John est un vieux mineur taciturne, un besogneux qui vit chichement dans sa vieille roulotte déglinguée, vissée dans les tréfonds d’une cité souterraine crasseuse. Sam, que le vieil homme recueille dans la cinématique d’introduction, est tout l’inverse : elle est bavarde, curieuse, pleine de vie et profondément naïve. Rapidement livrés à eux-mêmes et poussés par la soif de liberté de la jeune fille aux cheveux blancs, les deux héros se lancent dans une quête d’identité bigger than life digne des meilleurs jeux de rôle des années 90 (Secret of Mana, Zelda, Mother…), qu’Eastward convoque allègrement dès qu’il en a l’occasion.

Dans les donjons, elle peut immobiliser les ennemis et activer certains interrupteurs à distance avec son rayon d’énergie, lui manie la poêle à frire comme personne pour terrasser les ennemis au corps à corps. Il dispose également de bombes pour explorer les environs et sera rapidement doté d’un arsenal plus conséquent au fil de l’aventure. Le duo, qui se suit en permanence, partage sa barre de vie : passer de l’un à l’autre à la volée d’un simple coup de gâchette nécessite un temps d’adaptation pour être efficace, mais on finit par se faire à cette petite gymnastique d’autant que le début de l’aventure est plutôt compréhensif niveau difficulté. On finit par regretter l’absence d’esquive ou de moyen de se défendre, surtout quand les problèmes de précision ou de collision viennent perturber nos joutes. Le système invite un peu au bourrinage intempestif, en tout cas au début de l’aventure : j’ai plus de points de vie, donc je vais gagner.
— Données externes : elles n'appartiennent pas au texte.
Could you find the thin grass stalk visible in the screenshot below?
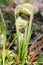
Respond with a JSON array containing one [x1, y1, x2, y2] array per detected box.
[[0, 10, 6, 65], [16, 29, 21, 58], [8, 33, 17, 49], [27, 15, 33, 43], [3, 25, 6, 65]]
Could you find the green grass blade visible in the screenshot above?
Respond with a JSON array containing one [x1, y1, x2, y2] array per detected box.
[[17, 30, 21, 58], [8, 33, 17, 49], [0, 10, 6, 65]]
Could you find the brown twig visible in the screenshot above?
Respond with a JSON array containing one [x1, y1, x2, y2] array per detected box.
[[29, 35, 43, 51], [30, 40, 43, 64]]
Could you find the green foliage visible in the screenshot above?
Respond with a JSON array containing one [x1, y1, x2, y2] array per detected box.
[[0, 0, 8, 6], [0, 0, 4, 5], [36, 55, 43, 65]]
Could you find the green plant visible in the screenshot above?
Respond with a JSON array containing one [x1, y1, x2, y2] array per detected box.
[[15, 3, 34, 65], [0, 0, 9, 6], [0, 3, 34, 65], [36, 55, 43, 65], [0, 10, 6, 65]]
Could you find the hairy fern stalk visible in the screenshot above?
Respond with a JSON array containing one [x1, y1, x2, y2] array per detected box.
[[15, 3, 34, 65]]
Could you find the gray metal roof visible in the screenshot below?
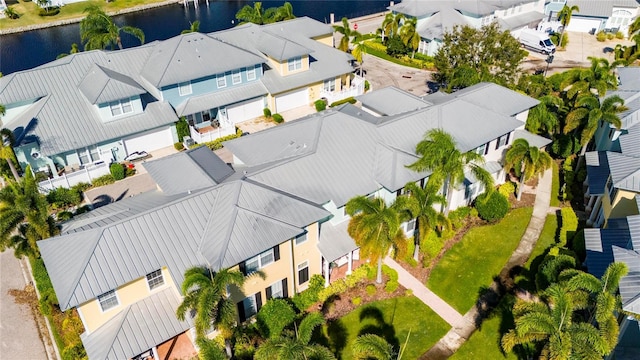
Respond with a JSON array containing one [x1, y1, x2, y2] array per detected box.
[[568, 0, 639, 18], [38, 179, 329, 310], [628, 214, 640, 249], [262, 16, 333, 39], [608, 151, 640, 193], [318, 220, 358, 262], [255, 31, 313, 61], [586, 151, 609, 195], [619, 124, 640, 157], [415, 6, 473, 40], [144, 146, 234, 195], [357, 86, 431, 116], [513, 129, 552, 149], [81, 288, 193, 360], [390, 0, 527, 18], [612, 246, 640, 315], [175, 82, 268, 116], [140, 32, 265, 88], [497, 11, 545, 31], [78, 64, 146, 105], [585, 227, 632, 278], [373, 143, 426, 192]]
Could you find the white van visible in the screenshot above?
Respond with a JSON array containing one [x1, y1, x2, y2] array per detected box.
[[518, 29, 556, 55]]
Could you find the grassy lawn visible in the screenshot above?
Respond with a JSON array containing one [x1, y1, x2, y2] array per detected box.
[[326, 296, 450, 360], [0, 0, 168, 31], [550, 161, 560, 207], [427, 207, 533, 313]]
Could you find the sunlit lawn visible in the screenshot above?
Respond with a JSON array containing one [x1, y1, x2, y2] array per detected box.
[[427, 207, 533, 313]]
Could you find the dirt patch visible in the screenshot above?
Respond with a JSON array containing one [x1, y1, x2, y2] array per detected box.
[[322, 278, 407, 321], [8, 285, 53, 349], [510, 193, 536, 209]]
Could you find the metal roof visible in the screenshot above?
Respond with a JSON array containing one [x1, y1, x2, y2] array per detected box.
[[373, 143, 426, 192], [389, 0, 528, 18], [175, 81, 268, 116], [357, 86, 431, 116], [144, 146, 234, 195], [513, 129, 552, 149], [38, 179, 329, 310], [612, 246, 640, 315], [584, 227, 632, 278], [255, 31, 313, 61], [415, 6, 473, 40], [81, 288, 193, 360], [318, 220, 358, 262], [497, 11, 545, 31], [620, 124, 640, 157], [568, 0, 639, 18], [586, 151, 610, 195], [608, 152, 640, 193], [628, 214, 640, 249], [262, 16, 333, 39], [78, 64, 146, 105]]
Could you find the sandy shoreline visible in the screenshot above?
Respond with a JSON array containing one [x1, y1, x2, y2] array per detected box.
[[0, 0, 181, 35]]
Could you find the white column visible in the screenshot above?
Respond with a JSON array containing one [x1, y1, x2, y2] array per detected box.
[[152, 346, 160, 360], [588, 195, 603, 225], [347, 251, 353, 275], [323, 258, 330, 287], [586, 194, 596, 211]]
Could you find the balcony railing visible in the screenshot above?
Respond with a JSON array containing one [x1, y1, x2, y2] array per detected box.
[[189, 115, 236, 144], [38, 162, 111, 193], [320, 75, 366, 105]]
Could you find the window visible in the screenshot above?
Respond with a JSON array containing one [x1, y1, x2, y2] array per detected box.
[[268, 281, 284, 299], [98, 289, 119, 311], [178, 81, 192, 96], [298, 261, 309, 285], [288, 56, 302, 72], [109, 99, 133, 117], [247, 67, 257, 81], [607, 177, 616, 199], [89, 145, 99, 162], [405, 219, 416, 233], [475, 143, 487, 155], [295, 233, 308, 246], [146, 269, 164, 290], [496, 134, 509, 149], [217, 74, 227, 88], [238, 293, 262, 321], [243, 247, 278, 274], [78, 148, 90, 165], [323, 79, 335, 92], [232, 70, 242, 85]]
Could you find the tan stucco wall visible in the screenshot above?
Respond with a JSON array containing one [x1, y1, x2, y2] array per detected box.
[[610, 190, 640, 219], [77, 267, 175, 333], [266, 55, 310, 76], [308, 82, 324, 104], [313, 35, 333, 47], [292, 222, 322, 293]]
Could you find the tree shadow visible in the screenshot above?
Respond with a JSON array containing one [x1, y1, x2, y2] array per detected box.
[[357, 305, 400, 353], [91, 194, 113, 208], [115, 189, 129, 202], [325, 319, 348, 358]]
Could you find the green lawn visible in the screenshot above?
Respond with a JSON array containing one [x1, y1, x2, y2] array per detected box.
[[427, 207, 533, 313], [326, 296, 450, 360], [550, 161, 560, 207]]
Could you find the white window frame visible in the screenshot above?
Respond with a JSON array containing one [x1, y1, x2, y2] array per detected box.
[[217, 74, 227, 88], [178, 81, 192, 96], [297, 260, 309, 285], [146, 269, 165, 291], [498, 134, 508, 148], [475, 143, 487, 155], [97, 289, 119, 312], [246, 67, 257, 81], [288, 56, 302, 72], [295, 232, 308, 246], [269, 281, 284, 299], [109, 98, 133, 117], [245, 248, 275, 274], [232, 70, 242, 85], [242, 294, 258, 319], [323, 79, 335, 92]]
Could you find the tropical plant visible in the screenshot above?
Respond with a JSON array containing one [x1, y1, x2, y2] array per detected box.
[[181, 20, 200, 34], [564, 94, 627, 156], [254, 312, 336, 360], [474, 191, 509, 222], [80, 5, 145, 50], [0, 128, 21, 182], [629, 15, 640, 38], [236, 2, 266, 25], [274, 2, 295, 22], [3, 6, 19, 19], [504, 138, 553, 200], [0, 167, 57, 258], [57, 43, 81, 59], [399, 17, 420, 58], [334, 17, 362, 52], [525, 95, 563, 136], [256, 299, 297, 340], [398, 179, 449, 261], [346, 196, 408, 283], [558, 4, 580, 49], [408, 129, 494, 215], [380, 12, 404, 42], [560, 57, 620, 99], [196, 337, 227, 360], [613, 43, 640, 65], [351, 37, 367, 76], [352, 334, 394, 360], [176, 267, 249, 357], [36, 0, 51, 14]]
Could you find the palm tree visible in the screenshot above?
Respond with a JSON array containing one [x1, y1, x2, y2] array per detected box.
[[525, 95, 563, 136], [351, 37, 367, 77], [3, 6, 19, 19], [0, 128, 21, 182], [80, 5, 145, 51], [196, 337, 227, 360], [408, 129, 494, 216], [352, 334, 394, 360], [564, 94, 627, 156], [504, 139, 553, 201], [56, 43, 80, 59], [628, 14, 640, 38], [275, 2, 295, 22], [334, 17, 361, 52], [399, 179, 449, 261], [346, 196, 408, 284], [0, 167, 57, 258], [380, 12, 404, 42], [558, 4, 579, 49], [181, 20, 200, 34], [561, 57, 620, 99], [399, 17, 420, 58], [254, 312, 336, 360], [235, 2, 266, 25], [502, 284, 610, 359], [176, 267, 248, 357]]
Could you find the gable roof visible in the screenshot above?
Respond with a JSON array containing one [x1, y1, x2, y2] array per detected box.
[[585, 225, 632, 278], [357, 86, 431, 116], [612, 246, 640, 315], [567, 0, 639, 18], [255, 31, 313, 61], [389, 0, 527, 18], [78, 64, 146, 105], [608, 152, 640, 193], [38, 179, 329, 310], [619, 124, 640, 157]]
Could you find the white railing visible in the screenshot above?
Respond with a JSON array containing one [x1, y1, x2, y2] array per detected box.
[[320, 76, 366, 105], [189, 125, 236, 144], [38, 162, 111, 193]]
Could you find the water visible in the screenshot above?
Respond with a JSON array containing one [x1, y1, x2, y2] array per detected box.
[[0, 0, 391, 75]]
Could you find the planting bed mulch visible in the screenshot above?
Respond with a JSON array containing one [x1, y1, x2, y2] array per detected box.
[[9, 285, 53, 349], [510, 193, 536, 208]]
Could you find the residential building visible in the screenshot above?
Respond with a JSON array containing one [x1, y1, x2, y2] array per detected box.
[[545, 0, 640, 36], [388, 0, 546, 56], [0, 17, 360, 190], [38, 83, 543, 359]]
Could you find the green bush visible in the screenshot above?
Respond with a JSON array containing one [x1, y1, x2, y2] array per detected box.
[[596, 31, 607, 42], [616, 31, 625, 39], [272, 113, 284, 123], [366, 284, 376, 296], [174, 142, 184, 151], [317, 265, 371, 303], [386, 35, 410, 56], [109, 163, 125, 181], [365, 40, 387, 52], [551, 134, 580, 158], [125, 166, 136, 177], [329, 97, 357, 107], [352, 296, 362, 306], [92, 174, 115, 187], [475, 192, 509, 222], [385, 280, 399, 293], [199, 130, 243, 151], [46, 187, 82, 209], [30, 258, 58, 316], [314, 99, 327, 112], [499, 182, 516, 200], [364, 80, 370, 92], [291, 274, 324, 311], [38, 7, 60, 16], [256, 299, 296, 339], [263, 108, 272, 118], [56, 211, 74, 221], [607, 33, 615, 40], [559, 207, 578, 246], [448, 206, 472, 229], [176, 117, 190, 142], [572, 229, 586, 262], [72, 182, 91, 193]]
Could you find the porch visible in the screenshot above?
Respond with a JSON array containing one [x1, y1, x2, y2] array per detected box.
[[320, 75, 366, 105], [38, 162, 111, 193], [318, 220, 361, 287]]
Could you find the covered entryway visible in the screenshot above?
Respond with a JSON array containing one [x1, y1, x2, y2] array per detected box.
[[275, 88, 309, 113], [123, 127, 174, 155], [226, 97, 264, 124]]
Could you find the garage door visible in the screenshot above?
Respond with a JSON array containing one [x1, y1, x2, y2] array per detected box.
[[275, 88, 309, 113], [566, 18, 603, 33], [226, 97, 265, 124], [124, 127, 174, 154]]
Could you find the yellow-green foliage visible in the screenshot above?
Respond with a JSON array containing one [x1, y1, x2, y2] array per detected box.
[[196, 130, 242, 150], [596, 31, 607, 42], [499, 182, 516, 200], [420, 231, 445, 261], [317, 264, 372, 302], [352, 296, 362, 306], [364, 40, 387, 52], [382, 265, 399, 293], [559, 207, 578, 246]]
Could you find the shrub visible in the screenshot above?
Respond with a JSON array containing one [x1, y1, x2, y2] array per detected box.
[[420, 231, 444, 261], [256, 299, 296, 339], [596, 31, 607, 42], [46, 187, 82, 209], [200, 131, 242, 151], [71, 182, 91, 193], [329, 97, 357, 107], [499, 182, 516, 200], [317, 265, 371, 303], [364, 80, 370, 92], [291, 274, 324, 311], [366, 284, 376, 296], [125, 166, 136, 178], [352, 296, 362, 306], [174, 142, 184, 151], [314, 99, 327, 112], [263, 108, 272, 118], [572, 229, 586, 262], [56, 211, 74, 221], [448, 206, 471, 229], [109, 163, 125, 180], [385, 280, 399, 293], [272, 113, 284, 123], [559, 207, 578, 246], [386, 35, 410, 56], [551, 134, 580, 158], [92, 174, 115, 187], [38, 7, 60, 16], [382, 265, 399, 293], [475, 192, 509, 222], [365, 40, 387, 52], [607, 33, 615, 40], [176, 117, 190, 142], [616, 31, 625, 39]]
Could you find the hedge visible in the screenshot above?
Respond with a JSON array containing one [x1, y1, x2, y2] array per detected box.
[[559, 207, 578, 246], [194, 130, 243, 151], [499, 182, 516, 200], [317, 264, 372, 303], [329, 97, 357, 107], [475, 192, 509, 222], [291, 275, 324, 311], [272, 113, 284, 123]]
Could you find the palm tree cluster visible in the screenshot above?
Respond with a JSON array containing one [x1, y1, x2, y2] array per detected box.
[[613, 16, 640, 65], [235, 2, 295, 25], [80, 5, 145, 51]]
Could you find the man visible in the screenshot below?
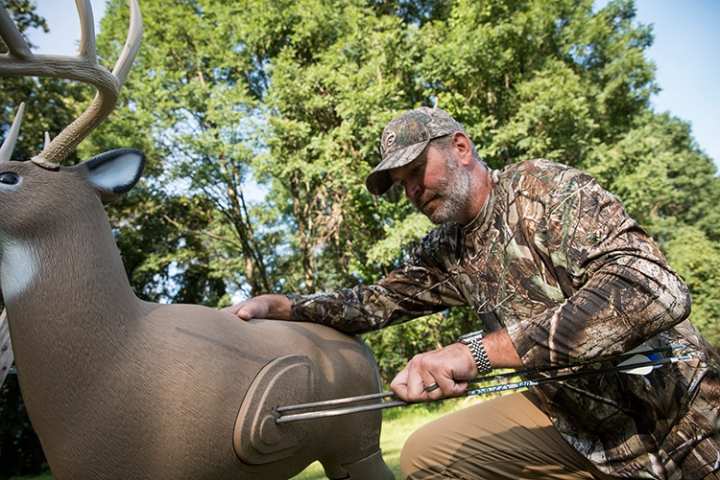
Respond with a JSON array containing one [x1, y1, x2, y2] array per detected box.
[[226, 107, 720, 479]]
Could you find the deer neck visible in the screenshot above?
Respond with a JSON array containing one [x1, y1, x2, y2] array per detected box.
[[1, 200, 141, 355]]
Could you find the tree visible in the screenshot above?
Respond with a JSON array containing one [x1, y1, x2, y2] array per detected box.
[[90, 0, 278, 301]]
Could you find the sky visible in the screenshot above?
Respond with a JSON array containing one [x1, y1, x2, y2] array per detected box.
[[616, 0, 719, 165], [26, 1, 720, 167]]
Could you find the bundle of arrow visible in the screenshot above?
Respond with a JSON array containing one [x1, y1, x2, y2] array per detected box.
[[274, 345, 696, 424]]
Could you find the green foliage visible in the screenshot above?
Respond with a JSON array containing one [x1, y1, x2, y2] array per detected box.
[[367, 307, 477, 382], [85, 0, 281, 299], [585, 112, 720, 242], [366, 212, 434, 266], [665, 227, 720, 345], [256, 0, 429, 292], [416, 0, 656, 166]]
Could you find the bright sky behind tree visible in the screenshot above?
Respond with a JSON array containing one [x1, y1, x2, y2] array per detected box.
[[27, 0, 719, 166]]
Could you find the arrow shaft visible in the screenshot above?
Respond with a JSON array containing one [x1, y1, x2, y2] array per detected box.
[[275, 352, 696, 424], [276, 346, 684, 414]]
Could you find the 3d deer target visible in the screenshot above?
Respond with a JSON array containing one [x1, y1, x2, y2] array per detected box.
[[0, 2, 393, 479]]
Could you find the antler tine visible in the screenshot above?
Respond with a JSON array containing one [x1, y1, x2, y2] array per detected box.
[[113, 0, 143, 84], [76, 0, 97, 61], [0, 7, 31, 59], [0, 102, 26, 164], [0, 0, 142, 168]]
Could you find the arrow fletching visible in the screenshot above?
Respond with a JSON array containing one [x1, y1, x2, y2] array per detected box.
[[617, 354, 658, 375]]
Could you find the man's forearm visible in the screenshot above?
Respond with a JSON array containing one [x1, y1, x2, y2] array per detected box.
[[455, 328, 523, 376], [480, 329, 523, 369], [264, 294, 292, 320]]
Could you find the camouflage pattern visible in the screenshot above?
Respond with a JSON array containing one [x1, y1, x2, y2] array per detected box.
[[291, 159, 720, 479], [366, 107, 465, 195]]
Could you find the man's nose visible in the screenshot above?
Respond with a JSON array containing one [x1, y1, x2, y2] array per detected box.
[[405, 181, 421, 202]]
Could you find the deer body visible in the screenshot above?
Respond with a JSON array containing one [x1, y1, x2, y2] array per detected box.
[[1, 158, 392, 479]]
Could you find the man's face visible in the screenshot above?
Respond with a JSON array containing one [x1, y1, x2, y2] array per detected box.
[[390, 142, 472, 225]]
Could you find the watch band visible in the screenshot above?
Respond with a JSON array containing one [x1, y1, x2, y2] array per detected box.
[[458, 330, 493, 375]]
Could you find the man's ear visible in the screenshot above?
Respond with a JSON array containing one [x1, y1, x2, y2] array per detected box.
[[74, 148, 145, 200], [452, 132, 474, 165]]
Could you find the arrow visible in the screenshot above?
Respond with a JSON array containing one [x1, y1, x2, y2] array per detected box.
[[274, 349, 697, 424]]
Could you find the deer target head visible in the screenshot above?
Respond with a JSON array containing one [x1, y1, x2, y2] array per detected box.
[[0, 104, 146, 238], [0, 105, 145, 304]]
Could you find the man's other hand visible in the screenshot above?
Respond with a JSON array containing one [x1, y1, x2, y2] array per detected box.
[[222, 294, 292, 321], [391, 343, 478, 402]]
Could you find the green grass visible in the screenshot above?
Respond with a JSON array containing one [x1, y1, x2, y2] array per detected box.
[[9, 397, 477, 480], [292, 396, 479, 480], [9, 474, 52, 480]]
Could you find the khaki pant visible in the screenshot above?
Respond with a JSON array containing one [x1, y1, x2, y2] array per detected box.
[[400, 392, 720, 480]]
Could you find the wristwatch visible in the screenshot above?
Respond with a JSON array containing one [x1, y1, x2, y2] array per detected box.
[[458, 330, 493, 375]]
Elle immobilise, il termine le job à la poêle : le duo devient rapidement redoutable
Elle immobilise, il termine le job à la poêle : le duo devient rapidement redoutable

En ville, l’heure n’est pas à la castagne. On discute avec l’engeance locale pour avancer dans l’aventure, on cuisine des bons petits plats à l’aide des ingrédients ramassés sur la route façon Breath of the Wild, on fait une petite partie d’Earth Born - un JRPG 8 bits croquignolet façon Final Fantasy 1 qui s’accompagne de créatures à collectionner en gatcha - et on se prépare pour la prochaine sortie moins pacifique. Linéaire et dirigiste, Eastward laisse peu de place à la flânerie. La construction des donjons est particulièrement simple, les rares passages secrets étant facilement déflorés par le radar à trésor dont John profite dès le début de l’aventure.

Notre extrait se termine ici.